Am I a healthy person? No. Am I a veteran at battling weight gain? Yes indeed. And in my experience, there are several phases to my battle.
Phase 1: Procrastinate on stepping on the weight scale. Until I do this, I can fool myself into thinking I only gained 10 pounds when in fact I gained 25.
Phase 2: Step on the scale and bawl my eyes out in horror. Then promise myself I will do better. I exercise, but don't get around to tracking calories. It is such a pain, and I am above having to take unnecessary pains. Instead I make guesstimates of how much I am eating.
Phase 3: Step on the scale again a week later. Find that the numbers haven't budged. I am aghast. Start entertaining the miserable possibility that my hormones are off. Curse my misfortune and recount every other misfortune that I have ever had to overcome in my life, the world is out to get me.
Phase 4: Enlist the help of fitbit, loseit and the food scale. Track every morsel of food. Tell myself that in two weeks if its still doom and gloom, God is truly merciless.
An obvious issue arises as a result of my determined tracking - I am hungry, all the time. I realize that I can't eat as much as I have gotten used to. At 5'2" and with a desk job, I don't burn many calories. Moreover, to lose weight I need to run a deficit. 3000 calories deficit for a 1-pound loss. Huff. I curse salad packets which amount to 300 calories. I resent my husband, who eats what he wants, deeply. But I can't unsee the gulf between what I thought I could eat and what I can in reality.
Phase 4 1/2: Drink more water, go for longer walks. Every extra minute I spend exercising is more calories burned and a minute free from the one thing I desperately want to do--eat.
Check my weight at the end of two weeks. Begrudgingly acknowledge that there is still hope.
Phase 5: Confront a very real problem- how the hell do I sustain the calorie deficit? I can't be hungry and angry all the time. I need to function, I have a job, and I can only work out so much. Life is unfair!
Phase 6: The process of figuring out the trade off between satiety, some taste-based satisfaction and calories begins.
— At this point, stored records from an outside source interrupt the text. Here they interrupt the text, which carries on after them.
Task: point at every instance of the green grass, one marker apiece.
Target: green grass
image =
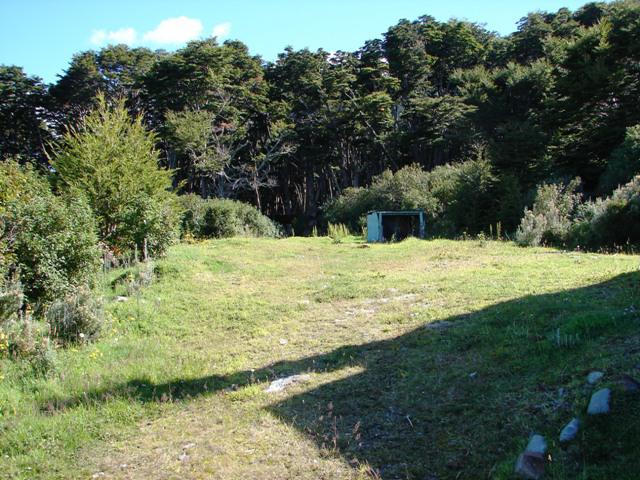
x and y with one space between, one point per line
428 359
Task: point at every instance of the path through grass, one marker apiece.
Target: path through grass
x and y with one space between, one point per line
428 359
Phase now: So far this seems to involve water (and foods that retain water, such as soups, dumplings or boiled potatoes) and fiber (Finn crisp with lox or, if I fancy doubling down on fiber, home-made guacamole, otherwise its broccoli chips, sautéed mushrooms or raw carrots). These leave me full.
On days I have plenty of water and fiber, I feel smug, because with some exercise, I can afford a serving of ice cream and a genuinely pleasant meal, perhaps a burger. On other days, its back to hangry, or worse, I eat what I want and confess my sins to loseit.